Many overseas Americans say the process is relatively painless, compared with the long lines early voters are facing back home. But for others, voting from abroad this year has meant traveling for hours to drop off their ballots at U.S. embassies, or shelling out for express delivery services like FedEx or DHL.

More than 30 states allow overseas voters to return ballots by fax, online or both, including states like Missouri that amended their rules this year because of the pandemic. But the rest of the states accept ballots only by mail.

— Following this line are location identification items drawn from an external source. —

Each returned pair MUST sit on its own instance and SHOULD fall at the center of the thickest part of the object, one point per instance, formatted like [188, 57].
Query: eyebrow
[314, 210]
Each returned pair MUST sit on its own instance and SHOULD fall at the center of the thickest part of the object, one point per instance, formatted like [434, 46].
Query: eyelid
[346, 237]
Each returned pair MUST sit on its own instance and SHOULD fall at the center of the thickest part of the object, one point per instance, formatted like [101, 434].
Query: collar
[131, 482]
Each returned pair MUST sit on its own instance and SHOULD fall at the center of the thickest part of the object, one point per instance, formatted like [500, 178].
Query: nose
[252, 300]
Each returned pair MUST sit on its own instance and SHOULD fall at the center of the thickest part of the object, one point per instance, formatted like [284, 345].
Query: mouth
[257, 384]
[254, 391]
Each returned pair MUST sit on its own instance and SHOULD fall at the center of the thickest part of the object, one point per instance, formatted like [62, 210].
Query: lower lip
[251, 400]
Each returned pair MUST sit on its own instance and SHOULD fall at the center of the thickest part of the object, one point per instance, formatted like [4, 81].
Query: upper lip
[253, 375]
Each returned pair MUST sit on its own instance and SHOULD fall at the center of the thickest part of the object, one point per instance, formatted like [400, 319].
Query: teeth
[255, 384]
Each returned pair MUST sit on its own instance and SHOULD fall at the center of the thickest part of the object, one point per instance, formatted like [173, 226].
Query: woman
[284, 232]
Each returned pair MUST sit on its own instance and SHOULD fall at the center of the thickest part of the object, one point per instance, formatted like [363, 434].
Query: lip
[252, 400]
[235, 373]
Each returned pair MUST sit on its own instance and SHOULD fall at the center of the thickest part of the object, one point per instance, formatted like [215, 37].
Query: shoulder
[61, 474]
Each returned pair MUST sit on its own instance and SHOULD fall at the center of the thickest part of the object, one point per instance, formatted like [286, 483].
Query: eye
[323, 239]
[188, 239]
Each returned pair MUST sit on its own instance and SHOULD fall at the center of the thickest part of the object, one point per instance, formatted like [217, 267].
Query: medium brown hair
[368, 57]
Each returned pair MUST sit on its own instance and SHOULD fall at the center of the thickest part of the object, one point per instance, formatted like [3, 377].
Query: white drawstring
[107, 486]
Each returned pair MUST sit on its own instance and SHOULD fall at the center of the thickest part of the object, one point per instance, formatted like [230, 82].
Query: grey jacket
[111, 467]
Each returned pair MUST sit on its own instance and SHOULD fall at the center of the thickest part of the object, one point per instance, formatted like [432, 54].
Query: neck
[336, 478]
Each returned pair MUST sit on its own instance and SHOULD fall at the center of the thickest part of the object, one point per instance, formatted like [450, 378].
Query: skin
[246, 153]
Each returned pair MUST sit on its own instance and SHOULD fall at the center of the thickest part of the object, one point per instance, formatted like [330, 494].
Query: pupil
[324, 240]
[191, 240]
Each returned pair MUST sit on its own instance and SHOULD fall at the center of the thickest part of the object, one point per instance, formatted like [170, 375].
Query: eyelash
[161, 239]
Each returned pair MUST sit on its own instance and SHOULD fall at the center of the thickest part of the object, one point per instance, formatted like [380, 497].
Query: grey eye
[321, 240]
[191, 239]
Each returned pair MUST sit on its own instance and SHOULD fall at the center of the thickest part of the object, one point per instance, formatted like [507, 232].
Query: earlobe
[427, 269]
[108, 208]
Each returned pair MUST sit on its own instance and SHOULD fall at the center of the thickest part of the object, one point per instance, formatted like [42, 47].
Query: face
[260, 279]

Postal delays persist overseas, and once a ballot arrives in the United States it can take weeks more to reach its final destination.

Last month, a group of 10 Americans living in seven countries sued election officials in seven mail-only states Georgia, Kentucky, New York, Ohio, Pennsylvania, Texas and Wisconsin arguing that having to return their ballots by mail this year effectively deprived them of the right to vote. They requested a court order that the seven states allow overseas voters to return their ballots by email or fax.

State election officials, as well as legal and technology experts and some nonprofit groups that promote voting, argued that the electronic transmission of ballots raised security and privacy concerns, and that changing the rules so close to the election would place an undue burden on election officials and confuse voters. Earlier this year, several federal agencies issued guidance classifying electronic ballot return as high risk.

J. Remy Green, one of the lawyers who brought the case, said electronic voting via the internet or apps should not be conflated with the electronic transmission of ballots, which is more troublesome to hack since it involves individual email accounts and fax transmissions, and that the security risk was outweighed by the benefit to voters overseas. The Defense Department even provides a free email-to-fax service for returning overseas ballots.

George Sorrells, an information technology professional living outside Zurich, and his wife, Julie Sorrells, tracked their ballots to Wisconsin, only to discover that his had arrived but hers had not. When Mr. Sorrells investigated, he realized he had forgotten to sign his wife’s ballot as a witness and she would have to mail a new one from Switzerland.

With the election approaching, they sent the second ballot by FedEx. Mr. Sorrells, who spent almost $80 in total returning their ballots, said it was worth it to ensure they arrived. But he said in some ways he would have felt more secure if there were an email option.

“I paid all that extra money to track the stupid thing,” he said, “and then I still wound up for almost two weeks thinking, ‘OK, did this thing actually make it there or not?’”

Dana Rawls, a Georgia voter who works in communications in Adelaide, Australia, said she had voted from the country without issue since 2006, “but this year has been an absolute nightmare.”

After Georgia’s primary election in June, Ms. Rawls was dismayed to learn that the local election office never received her completed ballot. She was determined her vote would be counted in November.

Like Mr. Cole, Ms. Rawls took her completed ballot to the post office the same day she received it, on Sept. 18, paying about $25 to send it by international registered post. It took until Oct. 20 to reach Los Angeles, from where it needs to travel to Fulton County in Georgia.

“I am still terrified that it won’t make it in time,” she said.

When it seemed as if her original ballot had been lost, Ms. Rawls sent an emergency backup ballot on Oct. 16 via international express. The only message she has found in the tracking system is, “Your package is on its way.”

After paying $70 in postage for the two ballots, Ms. Rawls said, she worried that neither would arrive.

“It’s utter madness and completely exhausting,” she said.

Ms. Rawls, who is Australia co-chairwoman of the Global Black Caucus for Democrats Abroad, said she would vote by email if she could and questioned why the rules for overseas voting vary by state.

“There just needs to be an effort to recognize that we’re in the 21st century,” she said. “Why is there no option for those of us who are out in the world and who still want to vote?”